Petang minggu lalu, menjelang selepas jam kerja, suasana ceria terdengar dari para mbak-mbak ART di halaman belakang rumah. Dari depan terdengar mereka menyebutkan sebaris kalimat, lalu tertawa riuh bersama. Terdengar lagi menyebutkan sebaris kalimat yang lain, diikuti gelak tawa riuh mereka lagi bersama-sama. Dan akhirnya mencapai puncaknya ketika mereka menyebut ungkapan, "Semua akan indah pada waktunya," maka pecahlah gelak tawa mereka yang berderai-derai, sambil disertai seruan "Huuu!"
Rupanya, mereka tengah mengolok-olok kebiasaan teman mereka di media sosial yang gemar memposting kalimat-kalimat klise. Di era modern ini, meskipun mereka mungkin tidak terlatih dalam merumuskan kalimat dengan akurat, namun mereka dengan cepat dapat mendeteksi ungkapan-ungkapan klise nan dangkal yang sering muncul di media sosial.
Situasi ini mengingatkan saya pada prinsip yang berlaku luas: "Jalan menuju ketidakmutuan dihiasi oleh platitude-platitude." Istilah "platitude" memang belum memiliki terjemahan yang tepat dalam bahasa Indonesia, namun seperti yang diilustrasikan dalam cerita di atas, platitude mengacu pada kata-kata atau ungkapan yang terdengar indah dan berbunga-bunga, tetapi sebenarnya kosong, klise, basi, dangkal, diulang-ulang tanpa orisinalitas, dan tidak memiliki makna yang mendalam.
Contoh yang sering kita temui adalah dalam praktik mindfulness, di mana kita sering mendengar anjuran seperti "let it go" atau “sekedar disadari saja”. Penggunaan kata "let it go" atau “sekedar disadari saja” telah menjadi klise dan dangkal, seolah-olah hanya dengan mengucapkannya, kita telah berhasil mengimplementasikannya.
Adalah penting untuk memahami bahwa penggunaan platitude dalam konteks praktik mindfulness dapat memerosotkan maknanya. Dalam latihan mindfulness, kita ingin untuk menjadi lebih orisinal dan efektif. Kita perlu memilih kata-kata dengan bijak dan dengan penuh pertimbangan berusaha menghindari klise.
Kita perlu memilih kata-kata dengan bijak dan dengan penuh pertimbangan berusaha menghindari klise.

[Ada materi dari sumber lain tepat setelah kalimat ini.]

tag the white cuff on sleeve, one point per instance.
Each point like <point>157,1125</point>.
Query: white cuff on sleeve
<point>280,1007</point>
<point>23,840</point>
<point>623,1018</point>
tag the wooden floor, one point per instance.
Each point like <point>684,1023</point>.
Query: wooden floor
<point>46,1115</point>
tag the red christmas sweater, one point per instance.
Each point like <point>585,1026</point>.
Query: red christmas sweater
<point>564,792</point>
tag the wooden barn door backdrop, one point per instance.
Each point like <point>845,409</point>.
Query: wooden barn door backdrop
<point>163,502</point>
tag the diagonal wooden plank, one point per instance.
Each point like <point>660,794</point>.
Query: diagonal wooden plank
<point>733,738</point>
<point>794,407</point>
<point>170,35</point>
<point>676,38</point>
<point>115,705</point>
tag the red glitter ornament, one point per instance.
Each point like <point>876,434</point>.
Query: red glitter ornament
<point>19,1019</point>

Namun, apakah seharusnya kita menghindari penggunaan ungkapan populer seperti "let it go"?
Menggunakan kata-kata terkenal sebagai aspirasi, cita-cita, atau tujuan tetap boleh dilakukan, asalkan kita melakukannya dengan penuh kesadaran dan menghubungkannya dengan tindakan konkret yang memberikan manfaat nyata. Sebagai contoh, kita bisa merenungkan situasi konkret di mana kita perlu benar-benar melepaskan sesuatu dan kemudian mengimplementasikan "let it go" dengan tindakan yang bermanfaat bagi diri sendiri dan orang lain.
Menggunakan kata-kata terkenal sebagai aspirasi, cita-cita, atau tujuan tetap boleh dilakukan, asalkan kita melakukannya dengan penuh kesadaran dan menghubungkannya dengan tindakan konkret yang memberikan manfaat nyata.
Di samping menghubungkannya dengan tindakan konkret, syukur-syukur apabila tindakan konkret itu adalah berasal dari pengalaman pribadi sehingga berarti kita punya skin in the game dalam gagasan yang kita sampaikan itu. Berikutnya, akan lebih baik lagi kalau kita juga menyertakan sebuah konteks. Dengan demikian menunjukkan pemahaman yang bonafide atas sebuah gagasan bahwa gagasan itu berlaku pada suatu konteks tertentu yang spesifik.
Dengan pemahaman yang lebih mendalam tentang makna sebenarnya dari platitude dan usaha untuk lebih kreatif dalam menyampaikannya, kita dapat menghindari jebakan klise dan membangun pemahaman yang lebih mendalam terhadap pesan-pesan yang ingin kita sampaikan kepada orang lain. Begitu pula, kita harus berhati-hati dalam penggunaan kalimat yang mungkin terdengar indah tetapi kehilangan makna sejati.
Dalam dunia mindfulness, makna yang sesungguhnya di balik kata-kata adalah yang utama. Yuk, kita bersama-sama menjauhi kata-kata hampa dan menjadikan kata-kata sebagai pilihan sarana cerdas bagi pertumbuhan pribadi dan kedamaian batin. Bagaimana pendapat kawan-kawan pembaca sekalian?
Dalam dunia mindfulness, makna yang sesungguhnya di balik kata-kata adalah yang utama.